Crested Butte, CO -7 Feb. 2009- Staff. Ray Kotlyar looks like a normal 26 year old man. He works as a mechanic is this rural Colorado town and has a wife and family. But due to a tragic grain thresher accident several years ago, he suffers from a rare condition known as prosopagnosia, or the inability to recognize faces. An extra rarity, however, is that Ray can recognize people based on their groin.
“Everybody is a bit different, and if you stop and think of it, the face is really sort of random. Why not the hands or arms or groin,” responded Kotlyar. “I’m not so different.”
He says that just as regular people analyze faces based on eye position, wrinkles, the shape of the mouth and other minute physcial features, he can see subtle differences in the crotch. “You see a fold that always falls this certain way, or an extra bagginess. Telling men from women, of course is pretty easy. ”

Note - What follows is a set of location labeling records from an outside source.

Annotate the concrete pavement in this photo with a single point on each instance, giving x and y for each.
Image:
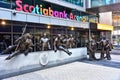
(79, 70)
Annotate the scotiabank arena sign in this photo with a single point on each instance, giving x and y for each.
(38, 9)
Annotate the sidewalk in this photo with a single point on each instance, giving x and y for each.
(72, 71)
(79, 70)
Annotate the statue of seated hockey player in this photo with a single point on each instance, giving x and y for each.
(106, 48)
(58, 45)
(92, 48)
(22, 45)
(45, 42)
(72, 41)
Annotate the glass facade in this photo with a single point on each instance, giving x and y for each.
(13, 30)
(76, 2)
(96, 3)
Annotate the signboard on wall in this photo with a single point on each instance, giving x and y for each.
(39, 9)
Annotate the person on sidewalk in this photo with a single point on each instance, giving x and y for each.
(58, 45)
(22, 45)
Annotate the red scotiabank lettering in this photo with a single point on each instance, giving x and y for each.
(19, 6)
(31, 8)
(25, 8)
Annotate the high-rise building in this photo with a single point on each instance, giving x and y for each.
(109, 13)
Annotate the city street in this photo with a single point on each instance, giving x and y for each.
(79, 70)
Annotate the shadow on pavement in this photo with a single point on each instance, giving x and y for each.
(106, 63)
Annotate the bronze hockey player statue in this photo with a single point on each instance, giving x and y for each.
(22, 45)
(92, 48)
(58, 45)
(106, 48)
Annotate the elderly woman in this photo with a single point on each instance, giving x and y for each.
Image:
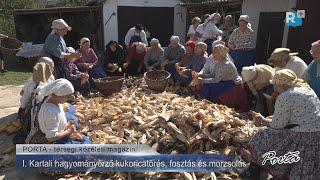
(136, 34)
(173, 54)
(258, 78)
(211, 32)
(154, 55)
(195, 64)
(292, 132)
(79, 80)
(312, 74)
(220, 80)
(114, 60)
(241, 43)
(135, 60)
(196, 21)
(55, 47)
(89, 61)
(51, 118)
(42, 74)
(281, 58)
(227, 28)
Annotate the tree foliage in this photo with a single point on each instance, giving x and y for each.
(7, 7)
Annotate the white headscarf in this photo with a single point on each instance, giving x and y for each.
(59, 87)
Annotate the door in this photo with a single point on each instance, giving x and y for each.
(270, 34)
(157, 20)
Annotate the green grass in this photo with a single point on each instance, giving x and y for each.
(18, 71)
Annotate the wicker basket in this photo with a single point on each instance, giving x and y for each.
(109, 85)
(157, 80)
(9, 45)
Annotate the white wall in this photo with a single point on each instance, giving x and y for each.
(110, 6)
(254, 7)
(111, 28)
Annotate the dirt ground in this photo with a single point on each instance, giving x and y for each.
(9, 105)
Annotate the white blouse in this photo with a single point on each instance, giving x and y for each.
(52, 119)
(300, 106)
(28, 89)
(297, 65)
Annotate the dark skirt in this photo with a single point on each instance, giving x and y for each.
(283, 142)
(226, 93)
(243, 58)
(261, 105)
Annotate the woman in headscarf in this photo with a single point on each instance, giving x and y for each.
(79, 80)
(52, 122)
(288, 147)
(312, 74)
(55, 48)
(258, 78)
(282, 58)
(135, 60)
(89, 61)
(241, 44)
(220, 80)
(211, 32)
(154, 55)
(196, 21)
(172, 55)
(42, 74)
(115, 57)
(227, 28)
(195, 63)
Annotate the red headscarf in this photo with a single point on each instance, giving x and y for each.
(191, 44)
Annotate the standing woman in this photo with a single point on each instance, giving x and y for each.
(55, 48)
(258, 79)
(241, 43)
(196, 21)
(227, 28)
(115, 57)
(220, 80)
(51, 118)
(282, 58)
(173, 54)
(89, 61)
(196, 63)
(134, 65)
(312, 75)
(154, 55)
(293, 131)
(211, 32)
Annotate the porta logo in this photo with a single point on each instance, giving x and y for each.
(294, 19)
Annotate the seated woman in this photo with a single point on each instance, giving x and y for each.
(89, 61)
(258, 79)
(42, 74)
(196, 63)
(241, 44)
(293, 132)
(135, 60)
(172, 55)
(114, 60)
(282, 58)
(220, 80)
(312, 75)
(79, 80)
(154, 55)
(51, 118)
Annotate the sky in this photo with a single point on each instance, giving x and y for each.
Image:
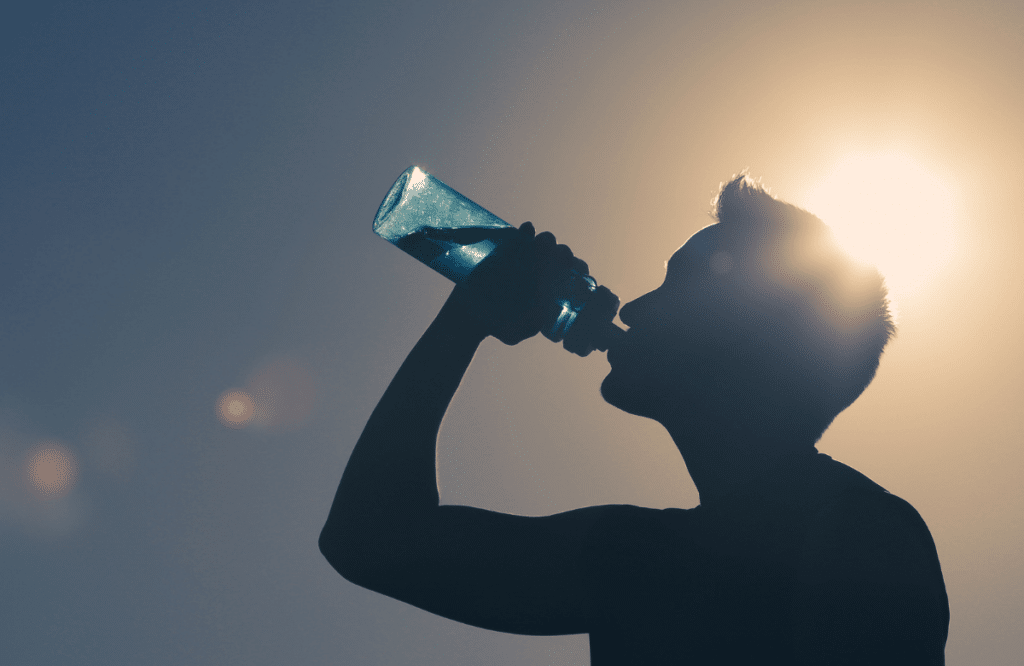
(186, 192)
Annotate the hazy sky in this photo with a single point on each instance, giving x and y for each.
(186, 191)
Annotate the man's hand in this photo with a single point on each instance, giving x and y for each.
(509, 295)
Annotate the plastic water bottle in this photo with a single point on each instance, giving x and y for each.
(454, 236)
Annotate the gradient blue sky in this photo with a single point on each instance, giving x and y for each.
(186, 191)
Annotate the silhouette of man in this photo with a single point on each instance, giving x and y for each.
(760, 335)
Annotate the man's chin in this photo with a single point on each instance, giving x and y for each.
(616, 394)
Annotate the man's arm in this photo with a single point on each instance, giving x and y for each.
(387, 532)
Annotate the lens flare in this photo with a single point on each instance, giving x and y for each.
(51, 469)
(888, 210)
(236, 408)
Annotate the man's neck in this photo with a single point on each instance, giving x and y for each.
(722, 459)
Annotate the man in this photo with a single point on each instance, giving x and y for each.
(762, 332)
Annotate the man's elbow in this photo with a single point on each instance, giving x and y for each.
(341, 554)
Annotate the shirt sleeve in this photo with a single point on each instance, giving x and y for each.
(870, 588)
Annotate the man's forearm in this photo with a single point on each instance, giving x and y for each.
(389, 485)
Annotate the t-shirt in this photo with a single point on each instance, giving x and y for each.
(814, 564)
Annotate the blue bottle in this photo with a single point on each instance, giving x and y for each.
(454, 236)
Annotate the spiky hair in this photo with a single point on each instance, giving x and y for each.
(816, 320)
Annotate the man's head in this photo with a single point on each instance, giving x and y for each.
(762, 323)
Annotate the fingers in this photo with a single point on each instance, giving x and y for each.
(560, 255)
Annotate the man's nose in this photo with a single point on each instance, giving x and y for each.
(631, 313)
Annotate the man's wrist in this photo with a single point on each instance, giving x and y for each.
(459, 321)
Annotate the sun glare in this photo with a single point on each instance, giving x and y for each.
(52, 469)
(888, 210)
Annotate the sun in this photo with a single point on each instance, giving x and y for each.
(889, 210)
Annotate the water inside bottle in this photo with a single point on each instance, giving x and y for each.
(455, 252)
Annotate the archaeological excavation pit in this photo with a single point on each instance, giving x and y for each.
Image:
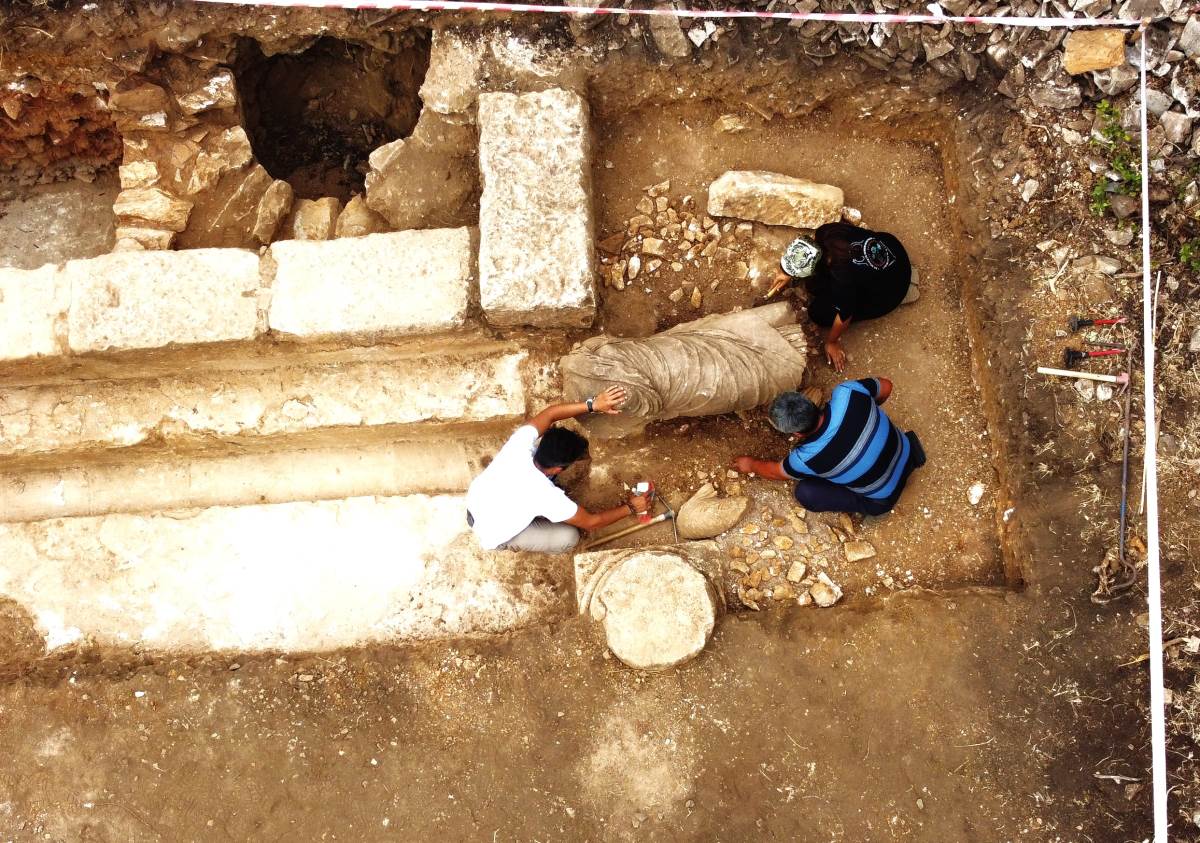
(315, 117)
(903, 177)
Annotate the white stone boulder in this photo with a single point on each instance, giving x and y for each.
(397, 282)
(537, 263)
(658, 605)
(131, 300)
(774, 198)
(33, 302)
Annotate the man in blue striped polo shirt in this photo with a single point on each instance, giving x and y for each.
(849, 455)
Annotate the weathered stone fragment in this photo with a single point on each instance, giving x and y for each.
(145, 238)
(774, 198)
(537, 258)
(401, 282)
(358, 220)
(453, 78)
(153, 205)
(220, 91)
(669, 35)
(33, 302)
(141, 100)
(657, 605)
(231, 210)
(426, 179)
(275, 204)
(157, 298)
(138, 174)
(1087, 49)
(315, 219)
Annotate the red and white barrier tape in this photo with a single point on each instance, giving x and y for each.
(699, 13)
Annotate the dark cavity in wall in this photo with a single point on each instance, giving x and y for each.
(315, 117)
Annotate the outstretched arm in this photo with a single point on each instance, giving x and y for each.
(772, 471)
(589, 521)
(609, 401)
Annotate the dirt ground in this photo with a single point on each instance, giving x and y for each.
(935, 537)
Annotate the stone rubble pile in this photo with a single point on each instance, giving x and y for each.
(667, 234)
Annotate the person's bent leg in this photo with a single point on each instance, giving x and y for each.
(821, 496)
(545, 537)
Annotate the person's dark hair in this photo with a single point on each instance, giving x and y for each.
(559, 448)
(793, 413)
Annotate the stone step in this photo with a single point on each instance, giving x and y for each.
(322, 465)
(285, 577)
(379, 285)
(274, 396)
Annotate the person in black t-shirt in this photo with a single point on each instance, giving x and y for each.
(851, 273)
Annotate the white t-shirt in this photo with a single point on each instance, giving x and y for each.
(511, 492)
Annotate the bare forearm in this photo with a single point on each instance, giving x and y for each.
(557, 412)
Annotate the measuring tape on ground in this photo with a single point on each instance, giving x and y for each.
(935, 17)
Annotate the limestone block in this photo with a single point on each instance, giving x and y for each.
(358, 220)
(275, 204)
(400, 282)
(145, 238)
(138, 174)
(1087, 49)
(291, 577)
(453, 78)
(247, 401)
(316, 219)
(774, 198)
(658, 604)
(151, 299)
(153, 205)
(141, 100)
(537, 263)
(427, 178)
(219, 91)
(231, 151)
(33, 302)
(669, 35)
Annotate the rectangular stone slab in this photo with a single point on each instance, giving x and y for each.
(288, 577)
(131, 300)
(400, 282)
(33, 303)
(324, 392)
(537, 264)
(774, 198)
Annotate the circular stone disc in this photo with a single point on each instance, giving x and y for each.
(659, 611)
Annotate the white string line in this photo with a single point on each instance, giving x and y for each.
(1153, 583)
(699, 13)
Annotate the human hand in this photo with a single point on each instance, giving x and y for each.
(610, 400)
(835, 356)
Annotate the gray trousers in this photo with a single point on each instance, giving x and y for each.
(544, 537)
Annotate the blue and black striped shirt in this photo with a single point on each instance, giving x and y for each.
(856, 444)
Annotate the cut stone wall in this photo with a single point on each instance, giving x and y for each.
(537, 263)
(291, 577)
(285, 400)
(399, 282)
(33, 303)
(153, 299)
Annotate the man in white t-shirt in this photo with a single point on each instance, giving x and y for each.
(515, 504)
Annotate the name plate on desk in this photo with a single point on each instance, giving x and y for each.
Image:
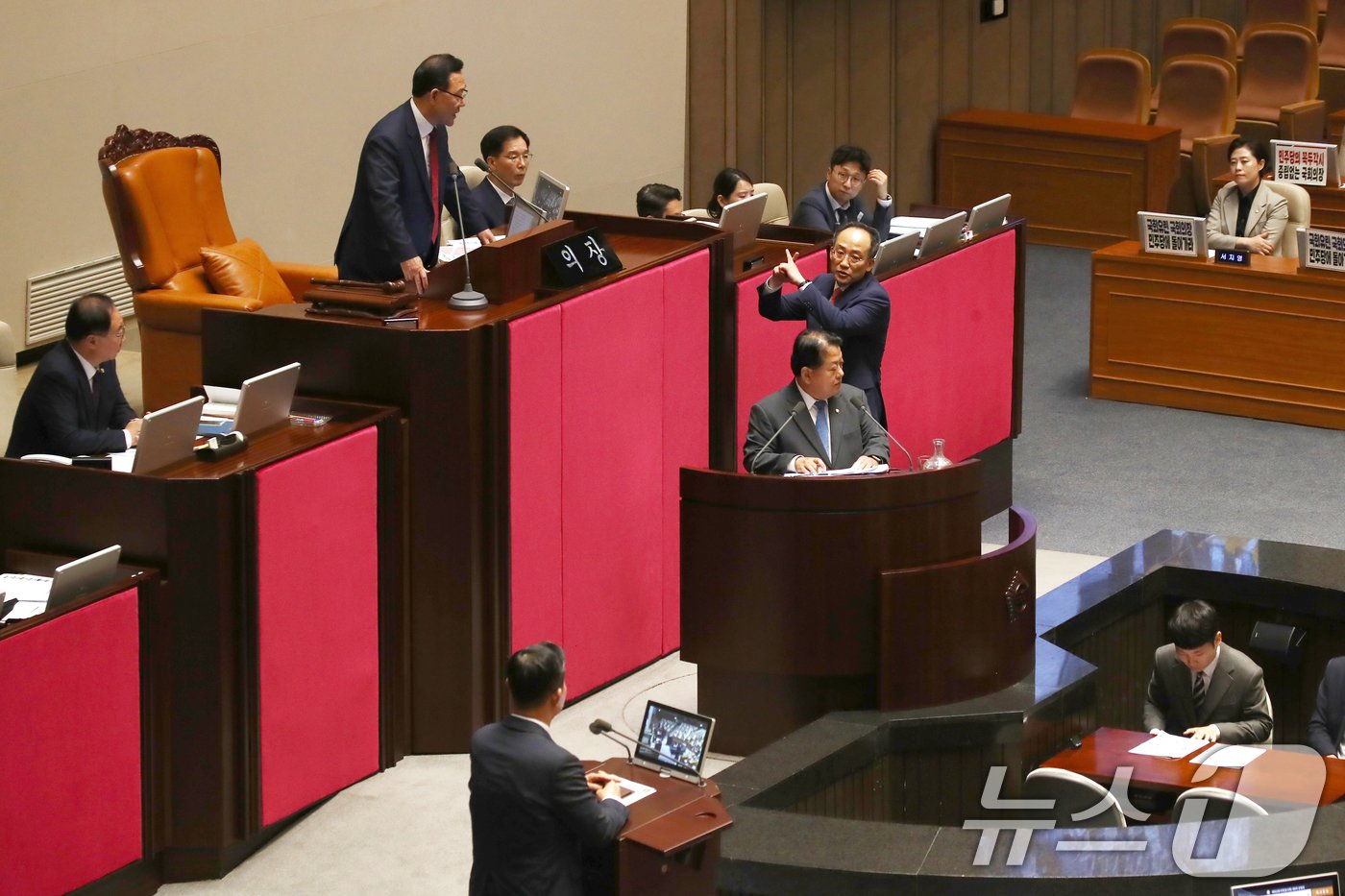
(1308, 163)
(1172, 234)
(1321, 249)
(577, 260)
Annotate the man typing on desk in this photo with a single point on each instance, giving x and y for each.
(73, 403)
(533, 808)
(816, 423)
(1203, 688)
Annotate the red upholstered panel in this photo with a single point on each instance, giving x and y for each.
(686, 397)
(948, 368)
(70, 725)
(764, 345)
(318, 621)
(534, 375)
(612, 448)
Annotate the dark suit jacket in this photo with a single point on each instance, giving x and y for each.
(860, 318)
(1235, 698)
(58, 413)
(814, 210)
(853, 435)
(488, 202)
(392, 214)
(531, 812)
(1328, 721)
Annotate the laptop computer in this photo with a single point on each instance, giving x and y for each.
(989, 214)
(896, 252)
(674, 741)
(550, 197)
(167, 435)
(943, 234)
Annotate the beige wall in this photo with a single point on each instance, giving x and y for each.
(289, 89)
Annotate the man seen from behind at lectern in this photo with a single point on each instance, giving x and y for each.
(533, 808)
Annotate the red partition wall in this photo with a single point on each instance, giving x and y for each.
(318, 621)
(948, 368)
(70, 808)
(608, 399)
(764, 346)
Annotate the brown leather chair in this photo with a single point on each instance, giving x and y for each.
(1112, 84)
(1199, 96)
(1260, 12)
(1204, 36)
(1278, 96)
(1331, 57)
(165, 204)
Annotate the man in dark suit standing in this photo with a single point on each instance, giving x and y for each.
(846, 302)
(404, 180)
(1203, 688)
(814, 420)
(73, 403)
(1327, 727)
(507, 153)
(533, 808)
(833, 201)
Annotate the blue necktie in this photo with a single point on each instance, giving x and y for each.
(823, 429)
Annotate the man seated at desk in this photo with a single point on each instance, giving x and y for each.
(1203, 688)
(73, 403)
(533, 808)
(846, 302)
(813, 425)
(834, 201)
(1244, 214)
(507, 153)
(1327, 727)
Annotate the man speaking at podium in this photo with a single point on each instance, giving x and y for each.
(404, 180)
(533, 808)
(816, 423)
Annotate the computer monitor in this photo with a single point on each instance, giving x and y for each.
(989, 214)
(674, 741)
(550, 197)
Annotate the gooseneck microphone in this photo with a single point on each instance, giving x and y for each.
(601, 727)
(858, 402)
(466, 299)
(796, 408)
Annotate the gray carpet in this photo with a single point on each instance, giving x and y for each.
(1100, 475)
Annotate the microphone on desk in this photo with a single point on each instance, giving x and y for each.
(796, 408)
(466, 299)
(858, 402)
(601, 727)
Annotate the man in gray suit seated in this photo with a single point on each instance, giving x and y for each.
(1203, 688)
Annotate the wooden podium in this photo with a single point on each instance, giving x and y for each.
(670, 845)
(803, 596)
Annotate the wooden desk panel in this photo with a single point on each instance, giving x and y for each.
(1258, 342)
(1277, 775)
(1078, 183)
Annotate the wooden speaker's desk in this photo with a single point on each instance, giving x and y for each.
(269, 673)
(1261, 341)
(1275, 775)
(1079, 183)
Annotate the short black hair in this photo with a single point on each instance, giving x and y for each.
(857, 225)
(534, 673)
(652, 200)
(89, 315)
(495, 138)
(810, 349)
(722, 186)
(1193, 624)
(844, 154)
(433, 73)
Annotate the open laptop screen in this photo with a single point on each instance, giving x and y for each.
(674, 740)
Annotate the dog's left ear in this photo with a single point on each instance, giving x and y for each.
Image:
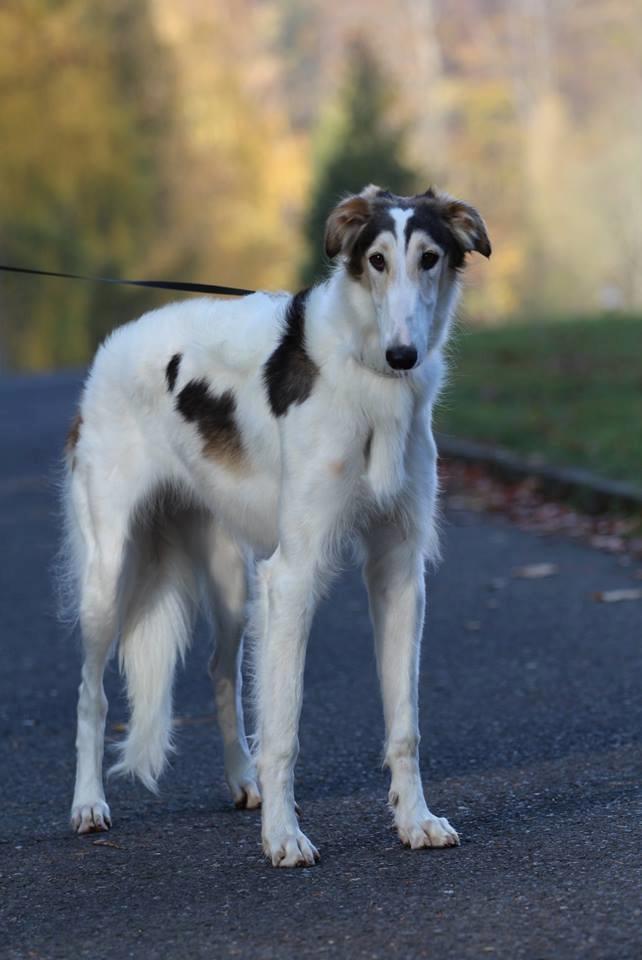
(467, 226)
(346, 220)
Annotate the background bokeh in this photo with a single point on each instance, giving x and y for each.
(207, 139)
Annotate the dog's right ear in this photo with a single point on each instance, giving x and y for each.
(346, 220)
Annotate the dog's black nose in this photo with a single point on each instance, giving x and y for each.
(401, 358)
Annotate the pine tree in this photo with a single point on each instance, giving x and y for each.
(357, 144)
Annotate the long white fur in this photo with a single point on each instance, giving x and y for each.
(153, 527)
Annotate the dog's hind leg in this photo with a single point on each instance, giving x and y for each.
(227, 590)
(394, 575)
(96, 548)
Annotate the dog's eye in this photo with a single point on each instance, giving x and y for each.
(428, 260)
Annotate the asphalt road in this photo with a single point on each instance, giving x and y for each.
(531, 746)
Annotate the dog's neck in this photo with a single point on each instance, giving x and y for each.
(341, 322)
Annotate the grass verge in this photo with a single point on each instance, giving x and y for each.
(566, 392)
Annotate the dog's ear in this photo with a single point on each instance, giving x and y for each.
(346, 220)
(467, 226)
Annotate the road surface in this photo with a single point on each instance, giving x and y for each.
(531, 714)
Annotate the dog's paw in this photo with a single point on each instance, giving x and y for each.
(90, 817)
(427, 831)
(290, 850)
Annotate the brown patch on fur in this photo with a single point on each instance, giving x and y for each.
(72, 439)
(367, 447)
(347, 219)
(214, 417)
(467, 225)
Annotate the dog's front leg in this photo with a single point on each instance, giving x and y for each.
(287, 599)
(394, 574)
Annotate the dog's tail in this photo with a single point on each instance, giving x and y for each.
(157, 624)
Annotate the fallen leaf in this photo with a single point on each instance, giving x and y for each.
(536, 571)
(616, 596)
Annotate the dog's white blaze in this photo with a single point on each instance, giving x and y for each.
(405, 296)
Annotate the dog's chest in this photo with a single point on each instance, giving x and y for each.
(385, 453)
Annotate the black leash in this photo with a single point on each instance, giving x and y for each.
(182, 285)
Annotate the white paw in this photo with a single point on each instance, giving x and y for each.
(427, 831)
(90, 817)
(290, 849)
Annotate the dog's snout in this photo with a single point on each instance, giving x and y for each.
(401, 358)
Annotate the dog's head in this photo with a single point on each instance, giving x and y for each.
(406, 252)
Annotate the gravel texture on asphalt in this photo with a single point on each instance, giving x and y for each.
(531, 713)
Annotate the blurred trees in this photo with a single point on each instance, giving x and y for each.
(84, 95)
(358, 143)
(177, 139)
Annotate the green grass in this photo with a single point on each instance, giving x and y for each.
(568, 392)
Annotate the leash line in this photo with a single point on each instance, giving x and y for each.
(182, 285)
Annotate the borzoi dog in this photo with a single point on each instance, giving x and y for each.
(224, 441)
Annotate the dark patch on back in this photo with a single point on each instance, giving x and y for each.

But Kotlyar’s ability goes far beyond any exceptional powers of observation. In an impromptu trial with three reporters and seven pairs of pants, Kotlyar scored 100% each and every time. “You can’t hide from me in those corduroys,” he joked.
Dr. Mila Severin, Adjunct Faculty Chief of Cognitive Neuroscience at Rutgers University, was not familiar with Kotlyar’s case, but confirmed that many patients with agnosia, commonly defined as the inability to recognize familiar objects, find that their perception is altered in surprising ways. “The crotch, no, I would not have expected that, but when the brain is damaged, it will often result in new connections and unexpected ability,” she said.
Though his inability to recognize his own wife’s face can be a handicap, Kotlyar was upbeat about his situation. “Everybody’s got a face, sure, but everybody has a crotch, too. Even stevens.”